Diversity & Inclusion
Digital access / Internet Essentials / Workplace culture

Comcast says it will invest $1B in its Internet Essentials program and digital equity in the next decade

Since the program launched, it's served 10 million people nationwide and about 840,000 Greater Philadelphia residents, per Comcast.

Ten years of Internet Essentials. (Image courtesy of Comcast)

Ten years ago, Comcast launched its Internet Essentials program to connect low-income families to low-cost internet service. In honor of its anniversary, the corporation is pledging $1 billion to the program for the next 10 years, it announced Wednesday.

But it’s not clear if this is more or less than that first decade: A Comcast spokesperson couldn’t tell Technical.ly how the $1 billion commitment compares to what the company has invested over the last 10 years, saying the company doesn’t have a calculation of overall investment.

Internet Essentials launched in Philadelphia in September 2011 after first launching in Chicago that May, as part of a deal Comcast made to the FCC in seeking approval of its majority-stake acquisition of NBC Universal in 2010. The deal has stayed about the same for its decade-long run: $9.95 a month for internet, and now the option to purchase a computer for $150.

Since the program launched, it has served 10 million people nationwide and about 840,000 Greater Philadelphia residents, including 520,000 in the city. It’s grown to include low-income seniors, veterans and people with disabilities. During the pandemic, the company has opened the program up to eligible households for 60 days of free service.

“Today, we are rededicating ourselves to this mission to ensure that the next generation of students in America has the tools, resources and abilities they need to succeed in an increasingly digital world,” said Dave Watson, CEO of Comcast Cable, in a statement.

The company also got involved in the City of Philadelphia’s plan for virtual schooling for the School District of Philadelphia’s 2020-2021 year, in an initiative called PHLConnectED. The plan intended to provide eligible K-12 households with free wired, reliable internet from Comcast’s Internet Essentials program, or a high-speed mobile hotspot for families who are housing insecure. The program has covered more than 15,000 internet connections to the families since it launched in August, the City reported earlier this month.

In a statement, Philly’s chief education officer, Otis Hackney, said PHLConnectED “simply would not be possible for our schools without Internet Essentials as one of the initiative’s key internet solutions.”

About a year into the pandemic, in February, Comcast said it would double the download speed of its Internet Essentials service for low-income Americans to 50 Mbps and increase its upstream speed to 5 Mbps, effective March 1. It came after months of criticism from around the mid-Atlantic region and beyond that Comcast must do more to bridge the digital divide in the regions where it operates — especially during the pandemic, when digital access inequities have been laid bare. (See also: Is it enough?)

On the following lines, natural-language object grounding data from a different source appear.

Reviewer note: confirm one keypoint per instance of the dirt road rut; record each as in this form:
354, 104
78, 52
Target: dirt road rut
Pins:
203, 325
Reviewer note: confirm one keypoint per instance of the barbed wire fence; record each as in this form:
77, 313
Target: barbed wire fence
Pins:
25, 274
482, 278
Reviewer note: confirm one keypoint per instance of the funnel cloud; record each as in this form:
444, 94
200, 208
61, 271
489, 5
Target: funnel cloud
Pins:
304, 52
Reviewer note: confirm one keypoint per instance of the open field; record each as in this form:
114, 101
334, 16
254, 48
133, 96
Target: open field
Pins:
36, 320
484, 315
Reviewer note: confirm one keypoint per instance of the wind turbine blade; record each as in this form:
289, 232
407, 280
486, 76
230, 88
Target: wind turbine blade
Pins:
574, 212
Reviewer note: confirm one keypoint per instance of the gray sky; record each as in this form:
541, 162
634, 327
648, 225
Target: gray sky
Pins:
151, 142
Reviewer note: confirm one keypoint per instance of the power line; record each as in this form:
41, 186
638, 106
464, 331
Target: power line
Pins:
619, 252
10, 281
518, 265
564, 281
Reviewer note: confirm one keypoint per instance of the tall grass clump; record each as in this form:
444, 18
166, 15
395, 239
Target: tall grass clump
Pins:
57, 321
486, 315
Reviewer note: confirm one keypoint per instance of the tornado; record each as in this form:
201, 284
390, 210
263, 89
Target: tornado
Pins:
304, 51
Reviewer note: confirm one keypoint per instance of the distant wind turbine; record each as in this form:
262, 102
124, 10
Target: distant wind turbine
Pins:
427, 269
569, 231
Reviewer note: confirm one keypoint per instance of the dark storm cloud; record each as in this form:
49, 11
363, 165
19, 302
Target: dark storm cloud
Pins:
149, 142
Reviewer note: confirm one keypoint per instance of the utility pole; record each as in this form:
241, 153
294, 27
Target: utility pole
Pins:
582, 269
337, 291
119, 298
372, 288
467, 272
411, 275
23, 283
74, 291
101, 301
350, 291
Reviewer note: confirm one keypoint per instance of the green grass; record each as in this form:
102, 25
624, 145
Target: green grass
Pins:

The $1 billion commitment also includes investment in Comcast’s ongoing Lift Zones initiative, which establishes Wi-Fi-connected safe spaces in community centers nationwide for students and adults. There are more than 40 locations throughout Philadelphia currently, and about 100 in the Philadelphia and New Jersey region.

The commitment also includes laptop and computer donations, plus grants for nonprofit community orgs to create opportunities for low-income Americans, particularly in media, technology and entrepreneurship, the company said.

Comcast has a market cap of $258 billion as of Wednesday afternoon.